Blockchain Separates From Crypto

There was a time when blockchain and cryptocurrency were joined at the hip. After all, blockchain serves as the digital ledger recording crypto transactions, including those in bitcoin.

Today, the links between blockchain and crypto remain, but the former is separating itself from the latter and that’s a good thing. That’s a knock on crypto, but rather testament to blockchain’s evolving usage case, which in turn highlights a potentially attractive investment thesis with or without assistance from bitcoin and friends.

That rapid pace of blockchain adoption, which doesn't hinge on bitcoin or any other cryptocurrency for that matter, is many ways a relief because as, some of history's most disruptive innovations took years to reach scale.

“Blockchain has gone far beyond its beginnings in banking and cryptocurrency: Annual funding to blockchain companies, despite falling from 2018’s record high, more than doubled in 2020 compared to 2017. Annual spending on blockchain solutions will reach nearly $16 billion by 2023,” according to CB Insights.

Data Bode Well for Blockchain Adoption

Recent research conducted by Coinbase in partnership with The Block indicates that 52% of the Fortune 100 companies have examined blockchain, crypto or Web3 plans since the start of 2020. For blockchain firms, the good news is that crypto and Web3 need blockchain, not the other way around.

“About 60% of Fortune 100 initiatives reported since the start of 2022 have been either in the pre-launch stage or already launched. Zooming out, 83% of surveyed Fortune 500 executives who are familiar with cryptocurrency or blockchain say their companies have either current initiatives or are planning them,” according to Coinbase.

One of the primary reasons companies are examining investments in blockchain, crypto or Web3 is that they realize the traditional financial services system is antiquated. When it comes to innovative technologies, of which blockchain is one, it’s lead, follow or get out of the way. That is it to say there’s value in blockchain because it can help early adopters beat rivals.

“About two thirds (64%) of surveyed Fortune 500 executives who are familiar with cryptocurrency or blockchain say that investing in these technologies is important for staying ahead of their competition,” adds Coinbase.

Some industries are embracing blockchain more rapidly than others with the group of adopters led by tech, financial services and retail, though it should be noted blockchain has myriad applications in the healthcare field, among others.

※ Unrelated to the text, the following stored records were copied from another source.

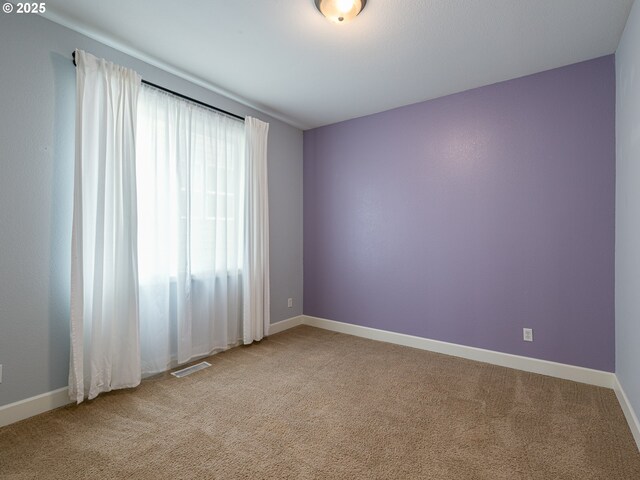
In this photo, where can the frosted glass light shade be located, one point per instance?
(340, 11)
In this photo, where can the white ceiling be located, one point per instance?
(284, 58)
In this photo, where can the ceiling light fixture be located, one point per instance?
(340, 11)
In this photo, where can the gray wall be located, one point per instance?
(37, 101)
(628, 209)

Data Dependency Bolsters Blockchain Case

Data is big business and it’s at the heart of how many companies across a plethora of industries function. Advisors know that data is essential to their businesses, too. Hence the relevance of blockchain in the financial services sector.

“Blockchain is the heart of corporate innovation: data collection/management (for both customer and internal data) is a top current use case and also the focus of the most planned initiatives among the Fortune 500, with 77% of the surveyed executives agreeing that blockchain could help make the financial system work better for everyone,” concludes Blockchain.

That’s likely one reason why the Fortune 100 have steadfastly invested in blockchain over the past several years and why that trend will continue.